If we believe a user is under 13, we close the account and delete the data.
Parents or guardians who believe their child has an account can email neildouglas33@hotmail.co.uk and we will delete it within 14 days.

10. US state privacy rights

If you are a resident of California, Colorado, Connecticut, Virginia, Utah, or other US states with comprehensive privacy laws, you have rights similar to those in Section 7: to know what we collect, to delete it, to correct it, to receive a copy, and to opt out of any sale or sharing for targeted advertising. We do not sell personal data and do not share it for cross-context behavioural advertising.

If you are a resident of Illinois and you opt in to photo-based verification, you are consenting to the collection and use of biometric-derived data under the Illinois Biometric Information Privacy Act (BIPA). Biometric templates are deleted within 3 years of your last login or when you delete your account, whichever is sooner. You may revoke this consent at any time in the app settings or by emailing us.

To exercise US rights, email neildouglas33@hotmail.co.uk. We verify your identity before acting on the request.

11. Security

We protect your data with TLS in transit, encryption at rest (AES-256), scoped-access credentials managed in AWS Secrets Manager, and least-privilege access controls. Chat messages are transport-encrypted; they are not end-to-end encrypted at this time. No system is perfectly secure — if we ever have a breach that affects you, we will notify you and the ICO as required by UK GDPR (within 72 hours).

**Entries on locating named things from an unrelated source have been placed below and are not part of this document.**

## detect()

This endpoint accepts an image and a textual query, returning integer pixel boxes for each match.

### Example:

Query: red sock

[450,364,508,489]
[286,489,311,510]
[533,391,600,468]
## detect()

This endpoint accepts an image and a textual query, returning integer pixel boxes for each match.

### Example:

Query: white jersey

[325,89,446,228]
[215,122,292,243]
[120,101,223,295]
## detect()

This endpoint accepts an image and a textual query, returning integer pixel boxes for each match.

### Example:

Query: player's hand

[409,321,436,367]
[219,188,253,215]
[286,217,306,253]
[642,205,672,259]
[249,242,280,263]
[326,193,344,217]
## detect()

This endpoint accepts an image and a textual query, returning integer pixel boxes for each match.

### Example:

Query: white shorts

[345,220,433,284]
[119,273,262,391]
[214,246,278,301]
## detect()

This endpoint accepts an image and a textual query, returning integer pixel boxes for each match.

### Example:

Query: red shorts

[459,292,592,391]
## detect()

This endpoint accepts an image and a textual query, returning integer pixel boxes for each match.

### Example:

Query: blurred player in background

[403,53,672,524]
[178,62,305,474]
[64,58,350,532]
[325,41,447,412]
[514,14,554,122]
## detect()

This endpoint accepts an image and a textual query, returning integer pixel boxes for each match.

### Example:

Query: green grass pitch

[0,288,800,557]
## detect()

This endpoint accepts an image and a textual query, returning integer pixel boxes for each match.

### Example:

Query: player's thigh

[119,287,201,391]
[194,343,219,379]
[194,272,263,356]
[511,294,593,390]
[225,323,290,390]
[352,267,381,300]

12. International transfers

Our primary data residency is the United Kingdom (AWS eu-west-2, London). Some processors (e.g., Apple, Google, Firebase) may process data in the United States. We rely on UK International Data Transfer Agreements and EU Standard Contractual Clauses for these transfers, together with the provider's own safeguards.

13. Contact

Guess This Ltd
Email: neildouglas33@hotmail.co.uk
Data Protection Officer enquiries: same email, subject line "DPO".

For complaints you can also contact the UK Information Commissioner's Office: ico.org.uk/make-a-complaint.

14. Changes to this policy

We may update this policy from time to time. If we make a change that materially affects your rights, we will notify you in the app and by email. The "Last updated" date at the top of this page always shows the current version. Previous versions are available on request.